My design consisted of the following hardware:

  • a custom built piece of furniture
  • six dual-headed SPARCstation 5 workstations
  • two triple-headed SPARCstation 10 workstations
  • eighteen premium 21 inch Sun monitors

and the following software:

    • scripts for building cloned diskless boot environments for the eight workstations
    • a CDE application which multiplexed up to 48 DtTerm widgets in one window
    • a multithreaded application routing up to 864 pseudo terminals across 18 instances of the above
    • a Java applet to reconfigure the number of DtTerm widgets displayed on the fly, and to select one to zoom

The WOT was instrumental in winning a huge MRP deal in the aerospace industry, but also proved very useful as a collection of eighteen X11 screen for displaying just about any benchmark data. My WOT also won an innovation award at the second Sun Technical Symposium in San Francisco.

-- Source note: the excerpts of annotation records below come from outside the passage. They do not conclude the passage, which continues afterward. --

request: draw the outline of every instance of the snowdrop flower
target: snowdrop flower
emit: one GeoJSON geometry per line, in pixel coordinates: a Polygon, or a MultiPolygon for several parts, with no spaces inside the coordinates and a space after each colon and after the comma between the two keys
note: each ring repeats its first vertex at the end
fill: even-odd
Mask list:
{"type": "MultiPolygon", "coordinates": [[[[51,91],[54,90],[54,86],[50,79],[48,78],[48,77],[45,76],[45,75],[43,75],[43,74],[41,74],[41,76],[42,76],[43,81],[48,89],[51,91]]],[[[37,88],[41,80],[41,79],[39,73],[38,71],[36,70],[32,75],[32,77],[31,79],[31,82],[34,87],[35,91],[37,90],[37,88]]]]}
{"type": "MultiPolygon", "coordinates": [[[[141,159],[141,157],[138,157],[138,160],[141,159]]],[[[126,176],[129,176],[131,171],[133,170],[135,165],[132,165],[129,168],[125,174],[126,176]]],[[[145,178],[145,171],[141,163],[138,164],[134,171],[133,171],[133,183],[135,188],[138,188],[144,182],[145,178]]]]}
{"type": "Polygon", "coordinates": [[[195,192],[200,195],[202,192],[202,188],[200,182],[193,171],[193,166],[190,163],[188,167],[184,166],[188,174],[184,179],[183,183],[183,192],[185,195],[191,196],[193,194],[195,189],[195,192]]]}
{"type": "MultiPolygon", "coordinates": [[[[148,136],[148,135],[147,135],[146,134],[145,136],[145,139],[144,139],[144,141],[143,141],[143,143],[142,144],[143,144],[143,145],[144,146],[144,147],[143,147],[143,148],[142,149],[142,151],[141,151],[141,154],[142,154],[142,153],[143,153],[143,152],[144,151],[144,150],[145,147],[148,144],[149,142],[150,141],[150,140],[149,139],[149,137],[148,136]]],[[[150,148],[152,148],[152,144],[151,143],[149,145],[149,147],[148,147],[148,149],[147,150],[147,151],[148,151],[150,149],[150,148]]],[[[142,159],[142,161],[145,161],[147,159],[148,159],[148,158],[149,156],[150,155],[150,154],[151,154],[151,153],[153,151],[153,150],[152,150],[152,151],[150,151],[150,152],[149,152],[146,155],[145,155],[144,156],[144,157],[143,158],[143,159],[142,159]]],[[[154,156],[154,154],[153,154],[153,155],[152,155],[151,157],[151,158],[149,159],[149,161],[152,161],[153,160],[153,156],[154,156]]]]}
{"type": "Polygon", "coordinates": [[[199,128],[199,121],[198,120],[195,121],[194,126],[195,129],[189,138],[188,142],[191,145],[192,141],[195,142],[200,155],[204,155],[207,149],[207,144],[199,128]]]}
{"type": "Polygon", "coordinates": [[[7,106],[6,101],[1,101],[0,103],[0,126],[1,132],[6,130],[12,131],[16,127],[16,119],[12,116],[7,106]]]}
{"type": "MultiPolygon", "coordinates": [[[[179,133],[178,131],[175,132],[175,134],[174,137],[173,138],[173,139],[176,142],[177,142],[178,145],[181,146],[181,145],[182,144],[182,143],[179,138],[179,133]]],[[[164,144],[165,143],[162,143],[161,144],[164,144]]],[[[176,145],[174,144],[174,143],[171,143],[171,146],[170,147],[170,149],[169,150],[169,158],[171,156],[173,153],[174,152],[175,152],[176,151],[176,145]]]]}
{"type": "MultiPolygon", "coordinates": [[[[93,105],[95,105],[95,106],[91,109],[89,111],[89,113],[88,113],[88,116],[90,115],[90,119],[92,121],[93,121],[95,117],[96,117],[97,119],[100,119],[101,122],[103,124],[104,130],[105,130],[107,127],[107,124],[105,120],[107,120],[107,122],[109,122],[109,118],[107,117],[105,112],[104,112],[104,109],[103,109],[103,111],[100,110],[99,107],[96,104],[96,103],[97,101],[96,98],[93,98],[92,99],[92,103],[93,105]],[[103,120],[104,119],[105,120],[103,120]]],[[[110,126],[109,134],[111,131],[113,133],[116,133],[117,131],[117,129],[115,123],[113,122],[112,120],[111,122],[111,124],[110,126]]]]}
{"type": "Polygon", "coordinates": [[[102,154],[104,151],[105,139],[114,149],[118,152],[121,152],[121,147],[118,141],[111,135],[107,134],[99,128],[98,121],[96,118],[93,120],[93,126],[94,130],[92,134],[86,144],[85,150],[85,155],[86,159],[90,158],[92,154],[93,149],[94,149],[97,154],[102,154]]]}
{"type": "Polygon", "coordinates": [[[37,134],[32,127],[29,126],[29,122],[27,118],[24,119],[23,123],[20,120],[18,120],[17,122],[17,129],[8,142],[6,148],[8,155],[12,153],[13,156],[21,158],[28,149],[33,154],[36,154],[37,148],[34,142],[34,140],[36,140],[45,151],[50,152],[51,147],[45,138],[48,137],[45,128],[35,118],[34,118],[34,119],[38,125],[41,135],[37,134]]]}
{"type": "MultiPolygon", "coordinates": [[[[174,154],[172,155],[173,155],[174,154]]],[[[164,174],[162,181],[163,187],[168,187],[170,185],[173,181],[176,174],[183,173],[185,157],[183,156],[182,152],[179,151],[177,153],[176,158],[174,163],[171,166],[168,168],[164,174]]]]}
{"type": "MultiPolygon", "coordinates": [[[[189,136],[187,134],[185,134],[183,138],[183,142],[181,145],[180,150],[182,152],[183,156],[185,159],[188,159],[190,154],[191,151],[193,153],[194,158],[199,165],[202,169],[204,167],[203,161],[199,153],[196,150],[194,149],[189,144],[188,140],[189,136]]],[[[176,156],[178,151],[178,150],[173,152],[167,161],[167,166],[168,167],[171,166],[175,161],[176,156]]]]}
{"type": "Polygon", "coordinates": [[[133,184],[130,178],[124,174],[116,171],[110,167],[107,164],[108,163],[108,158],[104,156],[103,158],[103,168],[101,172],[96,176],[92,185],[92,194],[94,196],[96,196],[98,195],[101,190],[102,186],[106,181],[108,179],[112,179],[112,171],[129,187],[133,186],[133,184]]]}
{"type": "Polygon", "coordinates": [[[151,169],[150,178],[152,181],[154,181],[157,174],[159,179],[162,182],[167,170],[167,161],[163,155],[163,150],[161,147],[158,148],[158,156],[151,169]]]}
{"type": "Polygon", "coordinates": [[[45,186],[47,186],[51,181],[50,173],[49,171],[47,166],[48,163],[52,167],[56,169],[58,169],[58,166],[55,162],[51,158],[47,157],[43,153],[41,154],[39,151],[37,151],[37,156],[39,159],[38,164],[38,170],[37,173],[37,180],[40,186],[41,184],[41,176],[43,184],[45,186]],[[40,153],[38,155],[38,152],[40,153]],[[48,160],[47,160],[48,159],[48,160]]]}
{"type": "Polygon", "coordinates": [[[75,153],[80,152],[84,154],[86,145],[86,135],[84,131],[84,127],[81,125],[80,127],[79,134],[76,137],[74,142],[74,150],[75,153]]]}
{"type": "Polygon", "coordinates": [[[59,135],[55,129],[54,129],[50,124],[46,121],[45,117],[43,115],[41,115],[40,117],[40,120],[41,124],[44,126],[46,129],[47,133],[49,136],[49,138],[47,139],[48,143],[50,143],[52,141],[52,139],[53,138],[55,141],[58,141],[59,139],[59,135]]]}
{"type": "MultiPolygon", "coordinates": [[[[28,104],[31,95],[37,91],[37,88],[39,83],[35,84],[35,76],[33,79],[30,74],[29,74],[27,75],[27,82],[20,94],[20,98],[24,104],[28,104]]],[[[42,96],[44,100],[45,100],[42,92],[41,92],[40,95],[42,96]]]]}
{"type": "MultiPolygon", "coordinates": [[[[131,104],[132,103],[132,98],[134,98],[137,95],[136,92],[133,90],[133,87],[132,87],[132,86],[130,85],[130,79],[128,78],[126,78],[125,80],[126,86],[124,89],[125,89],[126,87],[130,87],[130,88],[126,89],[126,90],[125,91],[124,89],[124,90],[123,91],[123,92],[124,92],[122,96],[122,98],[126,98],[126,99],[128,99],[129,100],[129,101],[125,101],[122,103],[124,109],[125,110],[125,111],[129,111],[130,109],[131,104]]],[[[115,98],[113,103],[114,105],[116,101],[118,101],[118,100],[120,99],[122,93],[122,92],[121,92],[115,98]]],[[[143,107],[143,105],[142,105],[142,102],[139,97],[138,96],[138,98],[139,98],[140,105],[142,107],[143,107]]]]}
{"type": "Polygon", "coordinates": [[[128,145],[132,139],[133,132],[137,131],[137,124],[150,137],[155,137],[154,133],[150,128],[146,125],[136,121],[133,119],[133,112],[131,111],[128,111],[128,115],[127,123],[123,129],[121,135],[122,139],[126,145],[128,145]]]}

Oracle, poll() and nanosleep()

Whilst on my first SE Job Rotation to Mountain View, I noticed that Oracle was using poll(0,0,10) as a “cheap” sleep mechanism (it is, after all, cheaper than the usleep() SIGALRM dance). However, at that time Solaris had a clunky implementation of poll() which did not scale well (see below). My solution was to write an interposing shared library (something very new in those days) which mapped poll() onto nanosleep() for the sleep only case. We told our Oracle engineering contacts about what I had done, but heard nothing. About a year later I was running truss on Oracle, and noticed that they had implemented my recommendation.

mt.telnetd

One of the early challenges for systems like the SPARCcenter2000 was that Solaris only supported 48 TELNET users by default. But as this limit was removed, Solaris would die from heavy lock contention triggered by in.telnetd in poll(). Whilst on my first SE Job Rotation, it seemed to me that the obvious solution was to recode the TELNET service using a STREAMS module. At the time I didn’t have the kernel skills to do this, but I knew someone who did. However, they needed a business case to do the work. I implemented a poll()-free TELNET service using the newly available user-level threads library (i.e. one process handling hundred of TELNET sessions). My data provided the business case, and in.telnetd was given its STREAMS implementation.